Jonas: Genau, das ist wirklich erschütternd. Bei einer Probe zu „Romeo und Julia“ Mitte Mai soll die 17-jährige Hauptdarstellerin Azul Ardizzone zusammengebrochen sein – eine Panikattacke mitten in ihrem Solo. Grund war offenbar die Anwesenheit von Volpi im Probensaal. Diese junge Frau war von Neumeier entdeckt worden und galt als großes Talent. Doch Volpi hat sie nicht ins Ensemble übernommen und soll sie in einem Gespräch verbal niedergemacht haben. Die junge Frau ist 17. Wieso ein Intendant so ein kommunikatives Verhalten zeigt – sogar gegenüber einer Minderjährigen – ist schon erschütternd. Der „Spiegel“ schreibt, das Gespräch sei für die junge Tänzerin sehr traumatisch gewesen. Sie werde seitdem psychologisch betreut. Das bestätigten dem Nachrichtenmagazin mehrere Compagnie-Mitglieder.

Die Vorwürfe beziehen sich nicht nur auf Hamburg – auch auf seinen vorherigen Arbeitsplatz als Ballettintendant in Düsseldorf. Dort haben sich Tänzer solidarisch mit dem Hamburger Ensemble gezeigt und einen Brief geschrieben, in dem sie gesagt haben, dass es auch bei ihnen mit Volpi schwer gewesen sei.

Jonas: Ich war letzte Woche selbst in Düsseldorf und konnte dort mit einigen Ensemble-Mitgliedern anonym sprechen. Die Schilderungen sind teilweise noch drastischer als in Hamburg. Eine Tänzerin berichtete mir von persönlichen Demütigungen und von Machtspielchen. Eine andere Tänzerin sagte mir: „Man konnte Volpi nicht vertrauen.“ An einem Tag sei man von ihm hochgelobt worden und am anderen Tag bloßgestellt. Verabredet war übrigens auch ein Interview mit dem dortigen Betriebsrat. Das Interview wurde allerdings wenige Stunden per SMS abgesagt – mit der Begründung, dem Betriebsrat wurde von der Stadtpolitik untersagt, mit der Presse zu sprechen.

Das klingt ja drastisch. Und ein Betriebsrat, der sich nicht äußern darf – wie konnte es soweit kommen? Wer trägt da Verantwortung?

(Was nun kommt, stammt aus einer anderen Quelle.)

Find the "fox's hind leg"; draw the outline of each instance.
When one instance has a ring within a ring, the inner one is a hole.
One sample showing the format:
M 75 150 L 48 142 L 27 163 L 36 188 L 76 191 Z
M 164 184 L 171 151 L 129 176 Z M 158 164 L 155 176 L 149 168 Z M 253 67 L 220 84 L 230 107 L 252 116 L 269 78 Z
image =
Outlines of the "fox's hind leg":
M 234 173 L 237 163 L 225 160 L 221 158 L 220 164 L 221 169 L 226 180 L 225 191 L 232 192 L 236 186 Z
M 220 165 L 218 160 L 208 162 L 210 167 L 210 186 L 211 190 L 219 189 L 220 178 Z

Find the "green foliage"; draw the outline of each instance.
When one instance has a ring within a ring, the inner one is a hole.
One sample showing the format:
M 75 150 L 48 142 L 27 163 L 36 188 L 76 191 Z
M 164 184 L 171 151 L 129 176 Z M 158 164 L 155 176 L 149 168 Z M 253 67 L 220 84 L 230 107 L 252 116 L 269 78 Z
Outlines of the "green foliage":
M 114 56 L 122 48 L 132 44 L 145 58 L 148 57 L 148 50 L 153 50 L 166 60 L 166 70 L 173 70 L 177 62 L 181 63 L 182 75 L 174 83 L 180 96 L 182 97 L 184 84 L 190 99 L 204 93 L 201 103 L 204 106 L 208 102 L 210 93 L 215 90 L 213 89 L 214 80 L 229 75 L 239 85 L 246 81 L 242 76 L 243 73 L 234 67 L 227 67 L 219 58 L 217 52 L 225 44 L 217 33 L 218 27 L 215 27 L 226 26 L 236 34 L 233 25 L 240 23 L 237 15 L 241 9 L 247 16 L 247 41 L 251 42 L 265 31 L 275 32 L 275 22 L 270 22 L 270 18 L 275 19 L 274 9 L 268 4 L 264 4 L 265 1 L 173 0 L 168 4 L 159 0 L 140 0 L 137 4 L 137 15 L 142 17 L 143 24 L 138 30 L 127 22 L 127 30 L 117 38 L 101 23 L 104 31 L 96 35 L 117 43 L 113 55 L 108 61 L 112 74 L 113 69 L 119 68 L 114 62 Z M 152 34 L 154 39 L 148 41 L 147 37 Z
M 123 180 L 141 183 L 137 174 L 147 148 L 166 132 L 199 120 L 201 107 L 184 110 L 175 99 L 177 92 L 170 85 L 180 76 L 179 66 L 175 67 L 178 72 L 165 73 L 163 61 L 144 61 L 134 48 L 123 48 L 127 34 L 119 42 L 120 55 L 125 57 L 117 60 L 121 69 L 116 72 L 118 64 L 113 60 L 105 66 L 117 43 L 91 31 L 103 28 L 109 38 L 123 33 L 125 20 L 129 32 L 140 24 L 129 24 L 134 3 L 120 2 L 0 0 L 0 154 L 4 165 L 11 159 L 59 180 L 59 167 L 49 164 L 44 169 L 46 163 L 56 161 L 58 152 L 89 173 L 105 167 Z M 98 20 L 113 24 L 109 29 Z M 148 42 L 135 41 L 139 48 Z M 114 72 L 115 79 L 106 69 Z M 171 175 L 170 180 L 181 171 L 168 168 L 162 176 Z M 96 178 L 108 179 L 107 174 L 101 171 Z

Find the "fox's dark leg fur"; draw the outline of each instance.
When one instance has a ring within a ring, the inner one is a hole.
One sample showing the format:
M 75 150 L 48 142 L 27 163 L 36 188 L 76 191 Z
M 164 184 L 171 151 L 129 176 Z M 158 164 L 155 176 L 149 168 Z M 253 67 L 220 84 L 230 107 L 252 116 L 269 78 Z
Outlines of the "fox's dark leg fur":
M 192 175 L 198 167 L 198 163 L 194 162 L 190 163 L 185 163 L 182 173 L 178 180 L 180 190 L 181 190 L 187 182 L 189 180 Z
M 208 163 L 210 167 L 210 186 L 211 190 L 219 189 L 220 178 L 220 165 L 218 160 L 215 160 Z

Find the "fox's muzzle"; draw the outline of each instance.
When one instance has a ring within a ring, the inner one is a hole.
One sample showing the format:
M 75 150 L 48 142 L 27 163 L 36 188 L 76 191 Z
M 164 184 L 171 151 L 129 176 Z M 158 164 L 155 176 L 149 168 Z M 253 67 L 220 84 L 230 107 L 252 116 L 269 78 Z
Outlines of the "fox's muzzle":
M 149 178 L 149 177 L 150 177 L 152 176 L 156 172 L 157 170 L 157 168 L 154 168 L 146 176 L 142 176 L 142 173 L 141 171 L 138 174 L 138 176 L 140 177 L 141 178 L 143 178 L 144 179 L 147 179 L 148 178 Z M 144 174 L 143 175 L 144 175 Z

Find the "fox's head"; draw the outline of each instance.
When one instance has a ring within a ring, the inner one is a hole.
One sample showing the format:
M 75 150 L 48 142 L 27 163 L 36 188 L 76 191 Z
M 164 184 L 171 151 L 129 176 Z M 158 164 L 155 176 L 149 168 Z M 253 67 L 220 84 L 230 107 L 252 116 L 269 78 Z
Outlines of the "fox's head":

Jonas: Da kommen wir zum politischen Aspekt der Geschichte. Hamburgs Kultursenator Carsten Brosda hat eine Findungskommission geleitet und ist als Aufsichtsratsvorsitzender der Staatsoper – wenn man so will – Volpis Chef. Erstaunlich ist: Man hat sich in Hamburg offenbar nicht gründlich genug über Demis Volpi informiert. Im „Spiegel“ gibt Brosda zu, er habe weder beim Düsseldorfer Intendanten noch beim Betriebsrat nachgefragt. Uns gegenüber, dem NDR, wollte er auch heute auf unsere erneute Anfrage hin kein Interview geben.

Und was sagt Volpi zu all diesen Vorwürfen?

Jonas: Er duckt sich weg. Mit dem „Spiegel“ und uns wollte er nicht sprechen. In der letzten Woche gab es aber ein Treffen mit der Compagnie. Uns gegenüber sagten einige, die dabei waren, dass er die Kritik nicht einsehen würde.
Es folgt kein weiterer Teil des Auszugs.